Life

Stuff You'll Never Apologize For Doing In The '90s

by Kaitlyn Wylde

In the '90s, there was a lot of room for us to be ourselves and live our best most colorful lives. There were so many different diverse characters on TV in and in books and movies to look up to, so we felt pretty well-represented, which made us feel special. We felt pretty confident and sassy most of the time.

If we wanted to blast the Spice Girls on our boombox which was perched on our shoulder like a parrot, we would. If we wanted to wear moon shoes and backwards hats and eat Dunkaroos while sitting onto of our desks, we would. If we wanted to exclusively speak in Clueless quotes, we would. If we wanted to skip a school dance to stay home and talk to our Nickelodeon chatroom pen pals, we would — and we wouldn't feel bad about it, either. And if we wanted to swap out our floral pillowcases for Nintendo characters, we wouldn't think twice about it.

We were unabashedly ourselves, all the time. And now, as a semi-insecure adult in 2016, I wish I could get a little bit of that mid-'90s confidence back. It was pretty great to never care what people thought about how I lived my life. These are 13 things that you'd never apologize for doing in the '90s, that you secretly wish that you could get away with doing right now:

Fanny Packs

They were perfectly sound carriers for tickets at carnivals and valuables at water parks. They just made sense.

BrainQuest

This was a weird hybrid between a game and an education, and you could totally get away with playing with these in class.

Raunchy Mad Libs

You didn't care who you were offending, you were going to make that Mad Libs the funniest possible piece of paper you could.

Guzzling Diet Soda

We didn't really know how bad it was for us then. We kinda thought we were being healthy by drinking it. It had the word "diet" in it, anyway.

Buying Out The Oily Stickers

For some reason, there were always limited shipments of oily stickers. They were like rare gems in the sticker stores. And sometimes, when you had the allowance to do it, you just had to buy them out and give no Fs.

Drowning Yourself In Bath & Body Works Scents

It was totally chill to walk around smelling like a vanilla explosion or cucumber salad.

Vending Machine Rituals

Every day you'd get a king-sized candy bar and a family-sized bag of chips and apologize to no one.

Stealing Your Brother's Nintendo Games

If you stole his games, he wouldn't want to play and would give up and go find something else to do. Then the TV and console were all yours, and you could play your own games uninterrupted.

Being An Aggressive Red Rover Player

If you want to win, you have to be rough.
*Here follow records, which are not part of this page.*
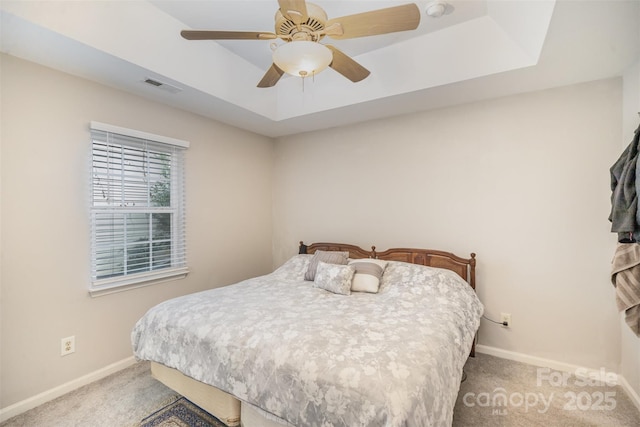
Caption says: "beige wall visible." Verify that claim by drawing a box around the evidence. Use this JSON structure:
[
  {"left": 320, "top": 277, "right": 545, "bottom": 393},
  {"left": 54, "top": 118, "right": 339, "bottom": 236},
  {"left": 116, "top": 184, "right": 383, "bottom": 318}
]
[
  {"left": 0, "top": 56, "right": 273, "bottom": 408},
  {"left": 5, "top": 51, "right": 640, "bottom": 414},
  {"left": 274, "top": 79, "right": 622, "bottom": 372}
]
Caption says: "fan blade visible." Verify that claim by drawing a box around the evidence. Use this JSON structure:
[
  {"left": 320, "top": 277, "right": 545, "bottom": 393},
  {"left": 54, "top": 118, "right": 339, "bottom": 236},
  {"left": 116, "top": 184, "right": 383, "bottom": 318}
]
[
  {"left": 278, "top": 0, "right": 309, "bottom": 25},
  {"left": 325, "top": 45, "right": 371, "bottom": 83},
  {"left": 258, "top": 64, "right": 284, "bottom": 87},
  {"left": 325, "top": 3, "right": 420, "bottom": 39},
  {"left": 180, "top": 30, "right": 278, "bottom": 40}
]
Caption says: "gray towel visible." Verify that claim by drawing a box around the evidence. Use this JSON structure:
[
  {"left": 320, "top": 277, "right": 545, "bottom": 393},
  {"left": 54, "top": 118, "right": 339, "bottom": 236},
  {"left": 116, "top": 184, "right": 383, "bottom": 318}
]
[{"left": 611, "top": 243, "right": 640, "bottom": 337}]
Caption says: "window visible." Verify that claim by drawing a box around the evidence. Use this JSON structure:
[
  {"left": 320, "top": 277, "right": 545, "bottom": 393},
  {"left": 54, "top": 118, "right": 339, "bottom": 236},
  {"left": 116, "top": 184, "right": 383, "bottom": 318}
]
[{"left": 90, "top": 122, "right": 189, "bottom": 296}]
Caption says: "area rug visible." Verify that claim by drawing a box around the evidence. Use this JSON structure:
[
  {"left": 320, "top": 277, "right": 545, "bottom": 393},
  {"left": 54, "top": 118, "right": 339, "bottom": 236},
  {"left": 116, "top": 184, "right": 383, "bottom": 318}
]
[{"left": 140, "top": 397, "right": 226, "bottom": 427}]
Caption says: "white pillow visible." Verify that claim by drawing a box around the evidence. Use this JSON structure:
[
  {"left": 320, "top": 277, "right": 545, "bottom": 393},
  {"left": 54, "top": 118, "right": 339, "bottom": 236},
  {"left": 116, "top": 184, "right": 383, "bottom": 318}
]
[
  {"left": 313, "top": 261, "right": 356, "bottom": 295},
  {"left": 349, "top": 258, "right": 388, "bottom": 294}
]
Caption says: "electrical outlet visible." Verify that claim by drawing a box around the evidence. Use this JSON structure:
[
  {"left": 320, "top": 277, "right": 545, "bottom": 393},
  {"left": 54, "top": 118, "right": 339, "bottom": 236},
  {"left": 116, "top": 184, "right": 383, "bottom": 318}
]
[
  {"left": 500, "top": 313, "right": 511, "bottom": 328},
  {"left": 60, "top": 336, "right": 76, "bottom": 356}
]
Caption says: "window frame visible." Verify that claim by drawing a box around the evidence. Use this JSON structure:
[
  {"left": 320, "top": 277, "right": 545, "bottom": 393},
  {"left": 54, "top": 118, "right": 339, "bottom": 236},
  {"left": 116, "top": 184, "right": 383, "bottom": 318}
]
[{"left": 89, "top": 121, "right": 189, "bottom": 297}]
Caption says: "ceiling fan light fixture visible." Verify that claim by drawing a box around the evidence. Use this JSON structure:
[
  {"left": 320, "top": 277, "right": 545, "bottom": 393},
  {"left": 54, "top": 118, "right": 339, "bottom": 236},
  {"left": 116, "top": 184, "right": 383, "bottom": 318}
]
[{"left": 273, "top": 40, "right": 333, "bottom": 77}]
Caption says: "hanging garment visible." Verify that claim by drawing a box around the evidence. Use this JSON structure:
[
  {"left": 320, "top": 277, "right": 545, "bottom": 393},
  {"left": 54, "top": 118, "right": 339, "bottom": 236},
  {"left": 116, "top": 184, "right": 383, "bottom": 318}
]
[
  {"left": 611, "top": 243, "right": 640, "bottom": 337},
  {"left": 609, "top": 126, "right": 640, "bottom": 243}
]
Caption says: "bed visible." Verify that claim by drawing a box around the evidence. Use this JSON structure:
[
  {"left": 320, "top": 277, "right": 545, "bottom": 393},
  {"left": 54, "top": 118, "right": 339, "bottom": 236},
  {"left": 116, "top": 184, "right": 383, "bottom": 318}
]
[{"left": 132, "top": 242, "right": 483, "bottom": 427}]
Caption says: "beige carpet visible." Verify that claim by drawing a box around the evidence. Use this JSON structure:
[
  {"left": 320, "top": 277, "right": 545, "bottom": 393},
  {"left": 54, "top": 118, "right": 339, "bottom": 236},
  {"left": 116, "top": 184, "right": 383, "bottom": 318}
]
[{"left": 0, "top": 354, "right": 640, "bottom": 427}]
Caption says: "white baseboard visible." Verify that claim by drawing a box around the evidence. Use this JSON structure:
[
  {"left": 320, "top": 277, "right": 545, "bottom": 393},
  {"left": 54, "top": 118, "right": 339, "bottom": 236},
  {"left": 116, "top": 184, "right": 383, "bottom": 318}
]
[
  {"left": 0, "top": 356, "right": 136, "bottom": 423},
  {"left": 476, "top": 344, "right": 640, "bottom": 411}
]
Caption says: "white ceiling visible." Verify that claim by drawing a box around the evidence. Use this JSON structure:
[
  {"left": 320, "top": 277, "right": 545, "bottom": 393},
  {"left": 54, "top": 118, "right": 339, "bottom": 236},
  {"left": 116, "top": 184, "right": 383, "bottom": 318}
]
[{"left": 0, "top": 0, "right": 640, "bottom": 137}]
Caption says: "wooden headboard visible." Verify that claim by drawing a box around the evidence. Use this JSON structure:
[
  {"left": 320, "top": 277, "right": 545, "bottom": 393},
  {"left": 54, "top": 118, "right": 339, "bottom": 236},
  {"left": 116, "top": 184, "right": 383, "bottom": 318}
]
[
  {"left": 299, "top": 242, "right": 476, "bottom": 289},
  {"left": 298, "top": 241, "right": 477, "bottom": 357}
]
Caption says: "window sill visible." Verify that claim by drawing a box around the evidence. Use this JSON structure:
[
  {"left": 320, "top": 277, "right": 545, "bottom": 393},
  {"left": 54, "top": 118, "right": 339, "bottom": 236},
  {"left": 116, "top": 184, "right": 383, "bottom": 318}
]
[{"left": 89, "top": 267, "right": 189, "bottom": 297}]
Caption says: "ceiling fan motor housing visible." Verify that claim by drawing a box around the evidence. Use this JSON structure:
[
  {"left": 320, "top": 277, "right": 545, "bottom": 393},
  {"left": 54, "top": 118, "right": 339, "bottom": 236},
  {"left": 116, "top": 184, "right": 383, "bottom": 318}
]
[{"left": 275, "top": 3, "right": 328, "bottom": 41}]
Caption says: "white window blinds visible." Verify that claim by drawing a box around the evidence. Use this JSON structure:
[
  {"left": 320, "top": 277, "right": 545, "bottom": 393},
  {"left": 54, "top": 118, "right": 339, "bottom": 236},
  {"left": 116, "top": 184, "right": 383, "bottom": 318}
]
[{"left": 90, "top": 122, "right": 188, "bottom": 295}]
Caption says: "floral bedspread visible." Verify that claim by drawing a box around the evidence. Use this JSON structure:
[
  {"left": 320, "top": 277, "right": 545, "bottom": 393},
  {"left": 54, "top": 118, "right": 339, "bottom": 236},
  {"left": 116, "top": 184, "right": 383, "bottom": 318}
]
[{"left": 131, "top": 255, "right": 483, "bottom": 427}]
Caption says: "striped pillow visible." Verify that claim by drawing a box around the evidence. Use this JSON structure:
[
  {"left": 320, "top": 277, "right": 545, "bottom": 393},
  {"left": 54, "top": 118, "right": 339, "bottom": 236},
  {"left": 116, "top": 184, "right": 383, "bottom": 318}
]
[
  {"left": 304, "top": 251, "right": 349, "bottom": 281},
  {"left": 349, "top": 258, "right": 387, "bottom": 294}
]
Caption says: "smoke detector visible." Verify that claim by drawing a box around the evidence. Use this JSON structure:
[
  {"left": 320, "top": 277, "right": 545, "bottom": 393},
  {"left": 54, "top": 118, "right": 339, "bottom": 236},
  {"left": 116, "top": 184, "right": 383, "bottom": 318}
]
[{"left": 425, "top": 0, "right": 453, "bottom": 18}]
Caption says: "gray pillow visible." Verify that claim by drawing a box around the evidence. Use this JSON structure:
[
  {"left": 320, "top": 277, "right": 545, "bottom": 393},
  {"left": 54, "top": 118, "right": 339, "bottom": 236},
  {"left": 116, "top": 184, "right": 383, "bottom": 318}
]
[
  {"left": 304, "top": 251, "right": 349, "bottom": 281},
  {"left": 313, "top": 261, "right": 356, "bottom": 295}
]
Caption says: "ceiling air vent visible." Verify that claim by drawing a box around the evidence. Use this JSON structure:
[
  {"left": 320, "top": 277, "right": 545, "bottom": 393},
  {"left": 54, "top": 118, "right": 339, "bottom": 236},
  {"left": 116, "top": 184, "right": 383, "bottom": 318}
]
[{"left": 143, "top": 77, "right": 182, "bottom": 93}]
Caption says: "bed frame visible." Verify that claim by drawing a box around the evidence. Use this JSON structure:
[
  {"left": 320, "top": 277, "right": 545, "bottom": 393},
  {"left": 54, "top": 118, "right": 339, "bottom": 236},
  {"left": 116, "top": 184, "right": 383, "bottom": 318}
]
[{"left": 151, "top": 242, "right": 476, "bottom": 427}]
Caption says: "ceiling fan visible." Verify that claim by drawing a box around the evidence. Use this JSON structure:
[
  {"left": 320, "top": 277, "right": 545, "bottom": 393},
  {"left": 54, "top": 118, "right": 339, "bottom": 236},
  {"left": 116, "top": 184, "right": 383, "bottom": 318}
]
[{"left": 180, "top": 0, "right": 420, "bottom": 88}]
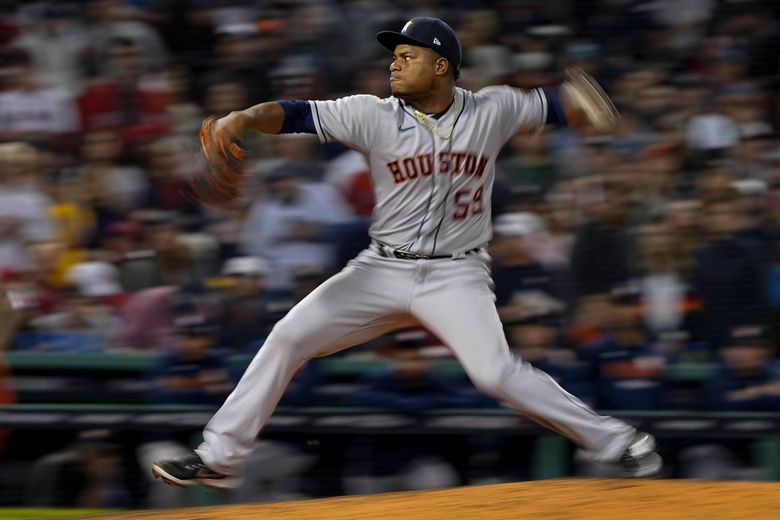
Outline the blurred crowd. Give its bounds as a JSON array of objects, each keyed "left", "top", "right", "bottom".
[{"left": 0, "top": 0, "right": 780, "bottom": 503}]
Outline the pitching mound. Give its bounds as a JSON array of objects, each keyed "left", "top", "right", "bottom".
[{"left": 70, "top": 479, "right": 780, "bottom": 520}]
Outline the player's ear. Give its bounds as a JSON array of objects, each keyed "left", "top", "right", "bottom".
[{"left": 434, "top": 58, "right": 450, "bottom": 76}]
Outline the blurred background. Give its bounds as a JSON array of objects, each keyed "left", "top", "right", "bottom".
[{"left": 0, "top": 0, "right": 780, "bottom": 508}]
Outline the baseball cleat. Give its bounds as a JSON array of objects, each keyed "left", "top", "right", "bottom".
[
  {"left": 152, "top": 451, "right": 241, "bottom": 489},
  {"left": 617, "top": 432, "right": 664, "bottom": 478}
]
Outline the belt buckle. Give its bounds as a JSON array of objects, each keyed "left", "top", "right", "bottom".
[{"left": 393, "top": 249, "right": 430, "bottom": 260}]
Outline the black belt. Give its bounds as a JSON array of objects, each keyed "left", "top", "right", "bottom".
[{"left": 373, "top": 243, "right": 481, "bottom": 260}]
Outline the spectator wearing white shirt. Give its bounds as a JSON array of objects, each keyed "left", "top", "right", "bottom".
[
  {"left": 0, "top": 142, "right": 52, "bottom": 269},
  {"left": 241, "top": 162, "right": 350, "bottom": 288},
  {"left": 0, "top": 49, "right": 80, "bottom": 145}
]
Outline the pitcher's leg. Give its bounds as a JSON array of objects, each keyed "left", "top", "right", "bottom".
[
  {"left": 195, "top": 260, "right": 409, "bottom": 475},
  {"left": 411, "top": 260, "right": 636, "bottom": 460}
]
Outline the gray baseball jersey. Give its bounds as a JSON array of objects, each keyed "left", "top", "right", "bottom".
[
  {"left": 310, "top": 86, "right": 547, "bottom": 255},
  {"left": 196, "top": 87, "right": 634, "bottom": 475}
]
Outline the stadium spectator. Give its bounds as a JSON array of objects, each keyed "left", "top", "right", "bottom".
[
  {"left": 578, "top": 287, "right": 667, "bottom": 410},
  {"left": 0, "top": 142, "right": 53, "bottom": 270},
  {"left": 490, "top": 213, "right": 555, "bottom": 317},
  {"left": 221, "top": 256, "right": 272, "bottom": 352},
  {"left": 345, "top": 334, "right": 484, "bottom": 494},
  {"left": 242, "top": 163, "right": 348, "bottom": 288},
  {"left": 692, "top": 195, "right": 770, "bottom": 347},
  {"left": 0, "top": 48, "right": 81, "bottom": 149},
  {"left": 681, "top": 325, "right": 780, "bottom": 480},
  {"left": 79, "top": 38, "right": 167, "bottom": 145}
]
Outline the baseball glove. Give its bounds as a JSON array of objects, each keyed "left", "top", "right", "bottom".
[
  {"left": 189, "top": 117, "right": 245, "bottom": 206},
  {"left": 561, "top": 68, "right": 620, "bottom": 131}
]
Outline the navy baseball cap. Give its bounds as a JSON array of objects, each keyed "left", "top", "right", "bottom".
[{"left": 376, "top": 16, "right": 463, "bottom": 71}]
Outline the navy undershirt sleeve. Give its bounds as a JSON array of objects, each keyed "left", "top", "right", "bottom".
[
  {"left": 277, "top": 99, "right": 317, "bottom": 134},
  {"left": 543, "top": 87, "right": 568, "bottom": 126}
]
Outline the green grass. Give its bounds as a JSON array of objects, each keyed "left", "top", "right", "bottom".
[{"left": 0, "top": 507, "right": 121, "bottom": 520}]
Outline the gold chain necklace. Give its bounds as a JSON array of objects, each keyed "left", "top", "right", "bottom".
[{"left": 412, "top": 94, "right": 458, "bottom": 141}]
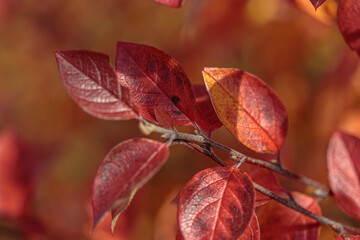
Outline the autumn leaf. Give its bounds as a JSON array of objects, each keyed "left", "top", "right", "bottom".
[
  {"left": 115, "top": 42, "right": 195, "bottom": 125},
  {"left": 310, "top": 0, "right": 326, "bottom": 11},
  {"left": 327, "top": 131, "right": 360, "bottom": 219},
  {"left": 54, "top": 50, "right": 137, "bottom": 120},
  {"left": 257, "top": 192, "right": 321, "bottom": 240},
  {"left": 335, "top": 235, "right": 360, "bottom": 240},
  {"left": 244, "top": 166, "right": 288, "bottom": 207},
  {"left": 239, "top": 212, "right": 260, "bottom": 240},
  {"left": 337, "top": 0, "right": 360, "bottom": 56},
  {"left": 92, "top": 139, "right": 169, "bottom": 228},
  {"left": 178, "top": 167, "right": 255, "bottom": 240},
  {"left": 194, "top": 85, "right": 222, "bottom": 136},
  {"left": 153, "top": 0, "right": 185, "bottom": 8},
  {"left": 202, "top": 68, "right": 288, "bottom": 153}
]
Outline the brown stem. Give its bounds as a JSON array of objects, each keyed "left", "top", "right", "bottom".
[{"left": 148, "top": 123, "right": 330, "bottom": 199}]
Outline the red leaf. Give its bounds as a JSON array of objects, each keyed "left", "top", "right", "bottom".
[
  {"left": 115, "top": 42, "right": 195, "bottom": 125},
  {"left": 310, "top": 0, "right": 326, "bottom": 11},
  {"left": 55, "top": 50, "right": 136, "bottom": 120},
  {"left": 337, "top": 0, "right": 360, "bottom": 56},
  {"left": 92, "top": 139, "right": 169, "bottom": 226},
  {"left": 257, "top": 192, "right": 321, "bottom": 240},
  {"left": 239, "top": 215, "right": 260, "bottom": 240},
  {"left": 335, "top": 235, "right": 360, "bottom": 240},
  {"left": 245, "top": 167, "right": 288, "bottom": 207},
  {"left": 194, "top": 85, "right": 222, "bottom": 136},
  {"left": 178, "top": 167, "right": 255, "bottom": 240},
  {"left": 327, "top": 131, "right": 360, "bottom": 219},
  {"left": 0, "top": 128, "right": 31, "bottom": 219},
  {"left": 153, "top": 0, "right": 185, "bottom": 8},
  {"left": 203, "top": 68, "right": 288, "bottom": 153}
]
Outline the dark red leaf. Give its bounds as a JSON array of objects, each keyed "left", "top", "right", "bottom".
[
  {"left": 178, "top": 167, "right": 255, "bottom": 240},
  {"left": 337, "top": 0, "right": 360, "bottom": 56},
  {"left": 92, "top": 139, "right": 169, "bottom": 226},
  {"left": 239, "top": 212, "right": 260, "bottom": 240},
  {"left": 194, "top": 85, "right": 222, "bottom": 136},
  {"left": 115, "top": 42, "right": 195, "bottom": 125},
  {"left": 257, "top": 192, "right": 321, "bottom": 240},
  {"left": 245, "top": 166, "right": 287, "bottom": 207},
  {"left": 327, "top": 131, "right": 360, "bottom": 219},
  {"left": 55, "top": 50, "right": 136, "bottom": 119},
  {"left": 154, "top": 108, "right": 174, "bottom": 128},
  {"left": 310, "top": 0, "right": 326, "bottom": 10},
  {"left": 203, "top": 68, "right": 288, "bottom": 153},
  {"left": 153, "top": 0, "right": 185, "bottom": 8},
  {"left": 335, "top": 235, "right": 360, "bottom": 240}
]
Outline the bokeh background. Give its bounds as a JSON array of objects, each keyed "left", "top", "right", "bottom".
[{"left": 0, "top": 0, "right": 360, "bottom": 240}]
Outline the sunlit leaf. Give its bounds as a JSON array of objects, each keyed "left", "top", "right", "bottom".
[
  {"left": 327, "top": 131, "right": 360, "bottom": 219},
  {"left": 194, "top": 85, "right": 222, "bottom": 136},
  {"left": 55, "top": 50, "right": 136, "bottom": 119},
  {"left": 310, "top": 0, "right": 326, "bottom": 10},
  {"left": 153, "top": 0, "right": 185, "bottom": 8},
  {"left": 257, "top": 192, "right": 321, "bottom": 240},
  {"left": 338, "top": 0, "right": 360, "bottom": 56},
  {"left": 92, "top": 139, "right": 169, "bottom": 228},
  {"left": 115, "top": 42, "right": 195, "bottom": 125},
  {"left": 203, "top": 68, "right": 288, "bottom": 153},
  {"left": 178, "top": 167, "right": 255, "bottom": 240}
]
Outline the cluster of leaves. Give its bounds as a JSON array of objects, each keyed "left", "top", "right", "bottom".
[{"left": 55, "top": 35, "right": 360, "bottom": 239}]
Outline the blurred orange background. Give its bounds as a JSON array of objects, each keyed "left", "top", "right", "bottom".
[{"left": 0, "top": 0, "right": 360, "bottom": 240}]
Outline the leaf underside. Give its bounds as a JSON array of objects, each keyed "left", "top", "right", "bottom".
[{"left": 92, "top": 139, "right": 169, "bottom": 228}]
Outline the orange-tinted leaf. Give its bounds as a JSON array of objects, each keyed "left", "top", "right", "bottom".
[
  {"left": 92, "top": 139, "right": 169, "bottom": 226},
  {"left": 178, "top": 167, "right": 255, "bottom": 240},
  {"left": 203, "top": 68, "right": 288, "bottom": 153},
  {"left": 55, "top": 50, "right": 136, "bottom": 119},
  {"left": 338, "top": 0, "right": 360, "bottom": 56},
  {"left": 245, "top": 166, "right": 287, "bottom": 207},
  {"left": 327, "top": 131, "right": 360, "bottom": 219},
  {"left": 115, "top": 42, "right": 195, "bottom": 125},
  {"left": 310, "top": 0, "right": 326, "bottom": 10},
  {"left": 239, "top": 212, "right": 260, "bottom": 240},
  {"left": 153, "top": 0, "right": 185, "bottom": 8},
  {"left": 335, "top": 235, "right": 360, "bottom": 240},
  {"left": 257, "top": 192, "right": 321, "bottom": 240},
  {"left": 194, "top": 85, "right": 222, "bottom": 136}
]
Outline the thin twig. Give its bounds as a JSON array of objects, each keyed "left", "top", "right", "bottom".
[{"left": 148, "top": 123, "right": 330, "bottom": 198}]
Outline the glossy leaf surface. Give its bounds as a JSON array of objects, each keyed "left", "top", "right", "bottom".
[
  {"left": 153, "top": 0, "right": 185, "bottom": 8},
  {"left": 337, "top": 0, "right": 360, "bottom": 56},
  {"left": 203, "top": 68, "right": 288, "bottom": 153},
  {"left": 310, "top": 0, "right": 326, "bottom": 10},
  {"left": 245, "top": 166, "right": 287, "bottom": 207},
  {"left": 257, "top": 192, "right": 321, "bottom": 240},
  {"left": 55, "top": 50, "right": 136, "bottom": 120},
  {"left": 92, "top": 139, "right": 169, "bottom": 226},
  {"left": 327, "top": 131, "right": 360, "bottom": 219},
  {"left": 178, "top": 167, "right": 255, "bottom": 240},
  {"left": 115, "top": 42, "right": 195, "bottom": 125},
  {"left": 194, "top": 85, "right": 222, "bottom": 136}
]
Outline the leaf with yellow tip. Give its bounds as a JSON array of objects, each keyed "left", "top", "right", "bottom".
[{"left": 202, "top": 68, "right": 288, "bottom": 153}]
This means maybe making the guys think you're not so dainty and maybe means giving your friends a dead arm.

Unrelenting JTT Obsession

You wallpapered your room with tear outs of him. Your binder had his face taped to it. You didn't care what anyone thought of it. JTT was your number one priority. He was the man of your house.

Taking The Last Lunchable

Your mom bought one for each of you and your siblings, but sometimes you just had to eat them all. Kind of like Pokemon.

Watching The Lion King On Repeat

You didn't give a crap if your family was sick of it. You needed to watch it twice a week, minimum.

Stealing Blockbuster Videos

It was wrong, sure, but, we all did it. Right? You did it, too?